Tuesday, April 21, 2009

PBwiki becomes...?

I had just finished a quick snack (a peanut butter sandwich), and by coincidence, saw this:


And there are some additional details here:


Since the fine folks at PBwiki will still own the pbwiki.com domain, I'm sure that those going to the old address will be automatically redirected to the new one (which means that the link in the book will still work). I can't wait to see what the new name is.

Sunday, April 19, 2009

The crazy world of Twitter

The social networking service that seems to be getting the most press these days is Twitter, but if you were a genealogist unfamiliar with Twitter, you'd probably get the impression that Twitter is apparently nothing more than a marketing scheme to advertise the likes of CNN, Ashton Kutcher, or possibly Oprah.

For those who haven't tried Twitter, don't worry: If you join Twitter, you won't be obligated to follow Kutcher or Oprah or any other celebrity. Twitter is a big "place", and you can use it to stay in touch with family, friends, and other genealogists, without ever seeing a single message about personalities you don't care about.

Monday, April 13, 2009

More than young whippersnappers on Facebook

I don't know whether or not genealogists can take the credit for this, but statistics are showing that the fastest growing age group for Facebook users is women 55 and older (and men 55 and older are the second fastest growing age group). Perhaps this is merely parents, aunts, uncles, and grandparents keeping up with their younger relatives.

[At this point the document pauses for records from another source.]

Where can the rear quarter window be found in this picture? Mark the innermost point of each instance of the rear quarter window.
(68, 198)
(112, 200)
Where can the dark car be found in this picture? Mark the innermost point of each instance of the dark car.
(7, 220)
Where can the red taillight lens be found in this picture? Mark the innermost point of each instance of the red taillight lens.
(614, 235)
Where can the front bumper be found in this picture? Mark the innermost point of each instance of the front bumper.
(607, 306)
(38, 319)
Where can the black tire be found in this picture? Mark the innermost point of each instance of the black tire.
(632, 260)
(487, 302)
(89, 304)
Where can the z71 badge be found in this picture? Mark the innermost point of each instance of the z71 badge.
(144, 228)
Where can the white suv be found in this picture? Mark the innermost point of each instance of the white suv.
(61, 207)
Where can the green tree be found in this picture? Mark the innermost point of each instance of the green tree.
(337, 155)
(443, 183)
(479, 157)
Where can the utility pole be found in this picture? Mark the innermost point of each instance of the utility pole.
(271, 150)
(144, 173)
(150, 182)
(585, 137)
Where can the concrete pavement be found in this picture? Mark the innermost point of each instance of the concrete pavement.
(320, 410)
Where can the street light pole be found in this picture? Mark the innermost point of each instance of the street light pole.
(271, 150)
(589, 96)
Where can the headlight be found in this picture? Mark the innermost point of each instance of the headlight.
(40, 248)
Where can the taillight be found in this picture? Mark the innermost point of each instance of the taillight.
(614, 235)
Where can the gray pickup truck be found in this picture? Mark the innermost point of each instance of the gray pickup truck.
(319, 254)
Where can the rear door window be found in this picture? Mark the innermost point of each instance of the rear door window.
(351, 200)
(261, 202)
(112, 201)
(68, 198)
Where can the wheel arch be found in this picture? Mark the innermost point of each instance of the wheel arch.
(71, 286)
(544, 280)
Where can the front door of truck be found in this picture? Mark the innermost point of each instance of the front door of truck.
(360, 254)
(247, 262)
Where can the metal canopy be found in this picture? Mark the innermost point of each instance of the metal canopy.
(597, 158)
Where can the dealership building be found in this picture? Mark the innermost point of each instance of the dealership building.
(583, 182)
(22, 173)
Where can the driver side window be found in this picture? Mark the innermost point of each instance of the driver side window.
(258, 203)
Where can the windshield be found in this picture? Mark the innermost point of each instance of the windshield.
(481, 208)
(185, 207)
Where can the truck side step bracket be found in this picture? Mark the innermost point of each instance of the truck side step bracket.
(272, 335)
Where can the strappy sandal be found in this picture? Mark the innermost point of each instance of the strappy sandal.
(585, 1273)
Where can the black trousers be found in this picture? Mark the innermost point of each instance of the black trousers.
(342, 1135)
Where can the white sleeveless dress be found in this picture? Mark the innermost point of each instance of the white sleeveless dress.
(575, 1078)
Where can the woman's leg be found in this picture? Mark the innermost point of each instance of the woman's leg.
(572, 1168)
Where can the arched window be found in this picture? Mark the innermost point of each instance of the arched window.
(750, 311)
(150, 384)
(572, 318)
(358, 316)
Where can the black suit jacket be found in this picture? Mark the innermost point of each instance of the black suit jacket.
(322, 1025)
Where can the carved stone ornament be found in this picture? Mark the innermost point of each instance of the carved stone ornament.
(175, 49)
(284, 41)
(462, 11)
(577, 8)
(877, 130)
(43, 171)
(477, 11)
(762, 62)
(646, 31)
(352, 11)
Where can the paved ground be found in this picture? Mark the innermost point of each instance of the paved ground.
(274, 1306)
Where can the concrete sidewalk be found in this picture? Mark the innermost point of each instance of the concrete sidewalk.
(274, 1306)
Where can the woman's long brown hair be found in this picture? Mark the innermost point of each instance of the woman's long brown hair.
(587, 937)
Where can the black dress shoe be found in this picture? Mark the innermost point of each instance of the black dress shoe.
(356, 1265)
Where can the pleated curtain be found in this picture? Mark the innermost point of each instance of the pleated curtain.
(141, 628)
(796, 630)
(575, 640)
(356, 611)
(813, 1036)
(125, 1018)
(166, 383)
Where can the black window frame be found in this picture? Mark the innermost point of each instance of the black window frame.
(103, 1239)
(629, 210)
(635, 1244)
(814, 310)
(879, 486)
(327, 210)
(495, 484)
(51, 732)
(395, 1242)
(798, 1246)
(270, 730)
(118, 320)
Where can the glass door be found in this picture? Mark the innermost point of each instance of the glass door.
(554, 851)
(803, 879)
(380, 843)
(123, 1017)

To read more about this phenomenon, see the recent CNN story.

Wednesday, April 8, 2009

Even more sites - LinkedIn and Twitter

There are a few more sites that I would have included if I had had the time. One is LinkedIn, a great site for business networking, and another is Twitter, which has recently seen a dramatic increase in usage.

LinkedIn would have fit in the same chapter with Facebook. While there are probably far more genealogists on Facebook than on LinkedIn, LinkedIn would probably appeal more to the person who wants a more serious networking experience (without so much emphasis on photos, games, etc.). I see LinkedIn as a very appropriate networking site for professional researchers, librarians, archivists, writers, editors, speakers, and instructors (just to name a few).